«Le Vatican compte sur les banques helvétiques amies»
A l’ère de la transparence, l’auteur d’un ouvrage sur des «affaires» du Vatican estime que les liens entre le système bancaire suisse et le petit Etat restent opaques
INTERVIEW
Avec Péché originel*, Gianluigi Nuzzi signe son quatrième livre enquête sur des scandales liés au Vatican. Le journaliste italien y fait des révélations choquantes sur les tractations secrètes entre le petit Etat et la justice italienne concernant la disparition non élucidée en 1983 de la fille d’un employé de la théocratie, les comptes courants de la banque du pape, des abus sexuels et des fêtes homosexuelles entre des membres du clergé. Le Temps a interrogé Gianluigi Nuzzi sur les liens entre l’Etat confetti et la Suisse. A l’heure de la transparence, les flux d’argent d’origine inconnue, et douteuse, transitant entre le Vatican, Lugano, Genève et Zurich sont toujours une réalité? Selon moi, oui. Je ne crois pas que les rapports entre le Vatican et le système bancaire suisse sous Benoît XVI et au début du pontificat de François aient subi des changements substantiels, malgré la bonne volonté des deux pontifes. Certes, une «révolution» en matière de transparence et des accords internationaux sont survenus ces dernières années, mais je doute que l’alliance entre le Vatican et les banques suisses ait été affectée. Celles-ci demeurent une référence importante pour le Vatican. L’Institut pour les oeuvres de religion (IOR), la banque du Vatican, n’a pas de filiale à l’étranger, elle continue à compter sur les banques helvétiques amies pour ses opérations dans d’autres pays.
Vos sources vous le confirment? L’avocat italien Francesco De Pasquale, appelé à mettre en place les normes antirecyclage d’argent sale à l’IOR entre 2011 et 2014, comme directeur de l’Autorité d’information financière du Saint-Siège, puis démis comme membre du conseil directif, a soulevé dans une entrevue pour ce livre qu’aucun organisme européen ou international ne contrôle si les normes antirecyclage sont effectivement implantées à l’IOR. Quant à l’Allemand Ernst Von Freyberg, nommé président de la IOR en 2013 (jusqu’en 2014) par Benoît XVI, et qui a suivi les travaux de la commission d’enquête sur la IOR, souhaitée par le pape François, a rapporté que le recyclage est toujours d’actualité.
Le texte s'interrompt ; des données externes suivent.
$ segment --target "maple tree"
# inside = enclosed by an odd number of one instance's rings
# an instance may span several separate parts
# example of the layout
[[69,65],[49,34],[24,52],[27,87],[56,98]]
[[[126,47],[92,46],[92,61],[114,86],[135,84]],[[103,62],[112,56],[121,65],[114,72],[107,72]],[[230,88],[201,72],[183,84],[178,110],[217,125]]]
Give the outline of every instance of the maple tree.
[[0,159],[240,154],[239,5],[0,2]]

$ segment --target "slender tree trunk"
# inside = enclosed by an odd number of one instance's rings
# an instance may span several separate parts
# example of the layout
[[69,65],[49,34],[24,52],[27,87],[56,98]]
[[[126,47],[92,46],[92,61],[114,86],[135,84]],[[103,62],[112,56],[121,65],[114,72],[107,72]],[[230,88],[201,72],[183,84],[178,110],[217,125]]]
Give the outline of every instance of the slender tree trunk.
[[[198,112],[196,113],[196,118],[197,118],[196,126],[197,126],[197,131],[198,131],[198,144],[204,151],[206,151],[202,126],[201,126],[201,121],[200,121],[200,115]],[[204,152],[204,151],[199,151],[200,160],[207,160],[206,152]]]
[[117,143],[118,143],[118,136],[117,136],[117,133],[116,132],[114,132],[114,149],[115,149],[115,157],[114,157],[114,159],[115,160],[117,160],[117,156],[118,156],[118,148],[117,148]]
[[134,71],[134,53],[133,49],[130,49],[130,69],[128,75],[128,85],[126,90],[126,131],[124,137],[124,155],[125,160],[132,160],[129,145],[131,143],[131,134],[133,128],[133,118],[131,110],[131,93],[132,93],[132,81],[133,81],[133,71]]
Dans votre livre, vous parlez d’une certaine mère Tekla qui se rendait régulièrement dans une banque de Lugano, qui est-ce? Il s’agit d’une religieuse, connue comme mère Tekla, qui depuis la congrégation des Brigittines à Lugano, visitait la banque au centre-ville avec d’énormes sacoches remplies d’argent. Mes sources, des banquiers de Lugano, l’ont reconnue sur des photos comme étant la mère Tekla Famiglietti, une religieuse très influente auprès du Vatican. Comme, en plus, Tekla est un nom plutôt rare, je pense qu’il s’agit de la même personne, sans toutefois en être sûr à 100%. Tekla Famiglietti a été à la tête de l’ordre des Brigittines entre 1977 et 2016. Elle a eu des liens avec l’élite politique italienne et les puissants du monde, comme Fidel Castro, et elle était très proche de Jean-Paul II. On m’a raconté qu’elle ne comptait jamais elle-même l’argent, laissant aux employés de la banque suisse ce travail «sale».
▅ * Péché originel: chantages, violences et mensonges, le Pape François seul contre la corruption, Gianluigi Nuzzi, Ed. Flammarion, 2017.